FastOMA is a scalable software package for inferring orthology relationship.

Input and Output:

Input:

1- Sets of protein sequences in FASTA format (with .fa extension) in the folder proteome. The name of each fasta file is the name of species. Please make sure that the name of fasta records do not contain ||.

2- The omamer database which you can download this which is from OMA browser. This file is 13 Gb containing all the gene families of the Tree of Life or you can download it for a subset of them, e.g. Primates (352MB).

3- Sepecies tree in newick format. Note that the name of leaves of the tree (species name) should be the same as the file name of fastas (without .fa extension) (item 1). You can see an example in the testdata folder.

$ ls proteome
AQUAE.fa  CHLTR.fa  MYCGE.fa
$ cat species_tree.nwk
((AQUAE,CHLTR)inter1,MYCGE)inter2;

Besides, the internal node should not contain any special character (e.g. \ / or space). The reason is that FastOMA write some files whose names contains the internal node's name. If the species tree does not have label for some/all internal nodes, FastOMA labels them sequentially.

Output:

Orthology information as HOG strcutre in OrthoXML format which can be used with PyHAM

How to run FastOMA

In summary, you need to 1) install FastOMA using pip after its prerequisites (below), and 2) put the input files in the folder in_folder and 3) run FastOMA using the nextflow recipe FastOMA_script.nf.

python -m pip install -e ./FastOMA 
nextflow  FastOMA_script.nf  --input_folder /path/to/in_folder   --output_folder /path/to/out_folder 

For a detailed instruction start from prerequisites and continue to the section How to run FastOMA on the test data (details).

prerequisites

FastOMA needs following software packages: omamer, Nextflow, Biopython, dendropy, pyparsing , ete3, fasttree and mafft.

To do so, you can start with a fresh conda environment.

conda create --name FastOMA python=3.9
conda activate FastOMA

You can install the packages using pip. You can always make sure whether you are using the python that you intended to use with which python and which python3.

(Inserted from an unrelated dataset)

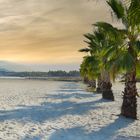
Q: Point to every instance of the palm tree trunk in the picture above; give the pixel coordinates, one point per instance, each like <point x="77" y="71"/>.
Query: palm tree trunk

python -m pip install --upgrade pip
python -m pip install biopython
python -m pip install omamer
# python -m pip install pytables==3.6.1 # if you had trouble with pytables for omamer.
python -m pip install ete3  
python -m pip install nextflow
python -m pip install pyparsing
python -m pip install DendroPy
python -m pip install future
python -m pip install lxml

You may use conda to install mafft, fasttree and openjdk (the alternative for Java 11< version <17 which is needed for nextflow).

conda install -c bioconda mafft fasttree
conda install -c conda-forge openjdk

You may also need to have the following for nextflow to work.

JAVA_HOME="/path/to/jdk-17"
NXF_JAVA_HOME="/path/to/jdk-17"
export PATH="/path/to/jdk-17/bin:$PATH"

You can make sure that omamer and nextflow is installed with running

omamer
nextflow -h

How to run FastOMA on the test data (details)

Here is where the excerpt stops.